C’est là que son visage anguleux, son débit saccadé et son énergie nerveuse trouvent leur place : pas comme un défaut, mais comme une force singulière.
L’homme parfait pour les rôles inclassables
Dans les années 90, Steve Buscemi devient un visage culte du cinéma indépendant américain, grâce à sa collaboration régulière avec les frères Coen. Il est de toutes leurs fantaisies : le criminel bavard de Fargo, le joueur de bowling à l'air flippé dans The Big Lebowski, ou encore le type qu’on finit toujours par tuer un peu trop tôt.
Chez Tarantino, il devient Mr. Pink dans Reservoir Dogs, l’un de ses rôles les plus emblématiques : nerveux, râleur, un brin lâche mais étrangement attachant. Cette capacité à incarner des personnages trop humains pour être héroïques, mais trop intenses pour être anecdotiques est la marque de fabrique de Buscemi.
Une carrière entre cinéma indépendant et grosses productions
Steve Buscemi ne se cantonne pas aux films confidentiels. On le retrouve aussi dans des blockbusters improbables, comme Armageddon, Con Air, ou même Spy Kids 2 – où il parvient toujours à insérer une part de folie douce et de profondeur inattendue. Il est capable de jouer un tueur, un scientifique, un marginal ou un clown dépressif, sans jamais se trahir.
Cette polyvalence, il la met aussi au service du petit écran : son rôle dans Boardwalk Empire, en tant que Nucky Thompson, lui offre une nouvelle reconnaissance critique. Moins caricatural, plus complexe, plus sombre, ce personnage montre qu’il peut aussi porter une série à lui seul, et construire un anti-héros fascinant, entre politique, crime et mélancolie.

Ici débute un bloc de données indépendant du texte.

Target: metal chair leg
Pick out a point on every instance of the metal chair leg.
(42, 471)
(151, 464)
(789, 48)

Steve Buscemi, derrière la caméra
En plus d’être un excellent acteur, Steve Buscemi s’est aussi essayé à la réalisation. Il signe plusieurs épisodes de séries (The Sopranos, Oz, 30 Rock) et quelques longs métrages, dont Trees Lounge (1996), qu’il écrit, réalise et interprète. Ce film, très personnel, explore la vie d’un homme qui végète dans un bar de banlieue – un résumé assez juste de l’univers buscemien, entre alcool, solitude et petites tragédies ordinaires.
Son style de mise en scène est fidèle à ce qu’il incarne en tant qu’acteur : modeste, humain, décalé mais jamais moqueur.
L’antistar par excellence... et c’est ce qui le rend culte
Steve Buscemi n’a jamais cherché à devenir une vedette. Il ne correspond à aucun canon hollywoodien, ne joue pas sur son image, et semble fonctionner en dehors du système tout en étant partout. Il est le genre d’acteur qu’on reconnaît immédiatement, même dans un rôle de trois minutes, et dont la simple présence rend un film plus étrange, plus drôle, ou plus triste.
Il est devenu, malgré lui (ou grâce à lui), une figure culte du cinéma américain, symbole de l’anti-glamour, de l’anti-héros, du type qu’on croise au bar et qu’on écoute parce qu’il a l’air d’avoir vécu mille vies – ce qui n’est pas loin de la vérité.